Les points de vue divergents au sein de la classe politique congolaise suite à l’invitation de la Fondation Thabo Mbeki à participer au Dialogue africain sur la paix et la sécurité, prévu du 3 au 6 septembre en Afrique du Sud.
Le président Félix Tshisekedi a insisté sur la nécessité d’un dialogue national conduit exclusivement par les Congolais et a rejeté toute forme de facilitation étrangère. Il a exprimé sa confiance dans les travaux de paix de Doha et Washington, visant à mettre fin au conflit à l’Est du pays.
Pour sa part, l’opposant Martin Fayulu, président de l’ECIDé, a rejeté l’invitation, dénonçant un manque de clarté sur l’agenda et la composition des panels.
Fayulu a salué l’engagement de Thabo Mbeki tout en exprimant « une certaine perplexité » face au manque de transparence, rappelant qu’un processus de dialogue national inclusif est déjà en préparation en RDC. Il a insisté sur la nécessité de prioriser cette initiative endogène.

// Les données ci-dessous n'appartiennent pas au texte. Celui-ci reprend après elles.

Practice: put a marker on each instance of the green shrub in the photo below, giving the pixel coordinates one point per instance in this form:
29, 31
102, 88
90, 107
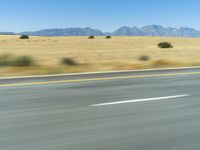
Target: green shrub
68, 62
165, 45
24, 37
108, 37
23, 61
91, 37
6, 60
144, 58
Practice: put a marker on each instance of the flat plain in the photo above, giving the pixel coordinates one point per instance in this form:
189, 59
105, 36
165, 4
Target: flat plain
99, 54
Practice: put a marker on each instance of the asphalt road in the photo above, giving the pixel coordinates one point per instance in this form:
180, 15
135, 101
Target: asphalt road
161, 111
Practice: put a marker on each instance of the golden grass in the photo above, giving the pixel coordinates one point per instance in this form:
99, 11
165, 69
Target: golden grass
99, 54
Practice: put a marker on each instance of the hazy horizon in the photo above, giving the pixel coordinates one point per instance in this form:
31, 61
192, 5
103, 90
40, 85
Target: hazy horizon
22, 15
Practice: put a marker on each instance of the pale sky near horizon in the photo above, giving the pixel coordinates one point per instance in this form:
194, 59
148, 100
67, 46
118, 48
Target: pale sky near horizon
106, 15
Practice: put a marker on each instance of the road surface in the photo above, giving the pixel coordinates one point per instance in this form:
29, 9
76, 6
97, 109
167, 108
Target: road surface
144, 110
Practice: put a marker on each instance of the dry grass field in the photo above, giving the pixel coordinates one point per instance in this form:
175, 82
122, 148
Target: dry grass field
99, 54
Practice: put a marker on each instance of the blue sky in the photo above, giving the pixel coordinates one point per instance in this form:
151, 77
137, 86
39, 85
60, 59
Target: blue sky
107, 15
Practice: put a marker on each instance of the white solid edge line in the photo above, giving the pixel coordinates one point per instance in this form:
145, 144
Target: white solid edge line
141, 100
101, 72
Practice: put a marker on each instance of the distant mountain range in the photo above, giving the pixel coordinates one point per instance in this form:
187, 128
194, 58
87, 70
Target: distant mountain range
150, 30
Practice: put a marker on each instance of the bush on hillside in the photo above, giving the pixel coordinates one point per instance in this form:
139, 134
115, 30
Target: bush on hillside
68, 62
23, 61
24, 37
165, 45
6, 60
144, 58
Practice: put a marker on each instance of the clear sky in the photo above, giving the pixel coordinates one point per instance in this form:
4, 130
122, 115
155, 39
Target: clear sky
107, 15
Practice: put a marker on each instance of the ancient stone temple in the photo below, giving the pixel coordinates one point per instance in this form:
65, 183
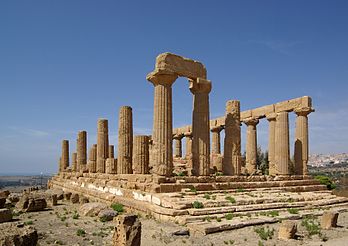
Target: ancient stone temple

En revanche, Jean-Marc Kabund, président de l’Alliance pour le Changement et opposant farouche à Félix Tshisekedi, a choisi d’y participer, estimant que c’est une occasion de porter la voix du Congo sur la scène africaine.

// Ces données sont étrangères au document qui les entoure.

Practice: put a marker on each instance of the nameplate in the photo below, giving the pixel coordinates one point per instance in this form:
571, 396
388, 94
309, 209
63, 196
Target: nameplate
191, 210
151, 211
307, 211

Jean-Marc Kabund a confirmé sa présence en Afrique du Sud, considérant que « toute occasion de discuter des défis sécuritaires du Congo doit être saisie ».

Le parti de l’opposition Ensemble pour la République de Moïse Katumbi a également répondu positivement à l’invitation. De même, le parti Envol de Delly Sesanga et LGD de Matata Ponyo ont confirmé leur participation, affirmant leur autonomie politique.

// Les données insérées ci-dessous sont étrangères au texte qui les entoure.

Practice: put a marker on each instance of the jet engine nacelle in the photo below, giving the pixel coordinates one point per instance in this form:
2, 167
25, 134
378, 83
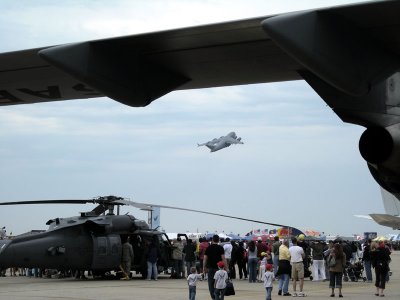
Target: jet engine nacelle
380, 147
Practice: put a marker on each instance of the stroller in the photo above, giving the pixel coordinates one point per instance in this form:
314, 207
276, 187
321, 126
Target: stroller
354, 272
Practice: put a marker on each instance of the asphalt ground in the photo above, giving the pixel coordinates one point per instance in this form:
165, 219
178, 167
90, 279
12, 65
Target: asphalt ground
18, 288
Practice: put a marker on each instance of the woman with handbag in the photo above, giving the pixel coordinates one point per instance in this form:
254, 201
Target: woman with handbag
380, 261
336, 264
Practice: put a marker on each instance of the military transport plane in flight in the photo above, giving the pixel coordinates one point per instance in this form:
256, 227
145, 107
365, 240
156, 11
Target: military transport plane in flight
350, 55
222, 142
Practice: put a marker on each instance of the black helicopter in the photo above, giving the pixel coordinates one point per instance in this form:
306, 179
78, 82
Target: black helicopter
91, 241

Lors d’un point de presse tenu à Goma le 1er septembre 2025, le coordonnateur du mouvement Alliance Fleuve Congo/M23 a annoncé avoir délégué « une très forte délégation du mouvement en Afrique du Sud pour répondre à l’invitation de la Fondation Mbeki ». D’après Corneille Naanga, il ne s’agit pas d’un dialogue politique en Afrique du Sud, mais d’un cadre de réflexion sur les crises politiques et sécuritaires en Afrique, notamment en RDC, pour le retour de la paix.
Corneille Naanga précise que cette initiative n’est pas nouvelle, car elle a toujours été organisée par la fondation Mbeki avec d’autres acteurs de plusieurs pays du continent, et regrette la diabolisation de cette initiative par « le régime illégitime de Kinshasa ».
Cette divergence illustre la division de l’opposition congolaise sur les stratégies à adopter face à la crise politique et sécuritaire persistante en République Démocratique du Congo.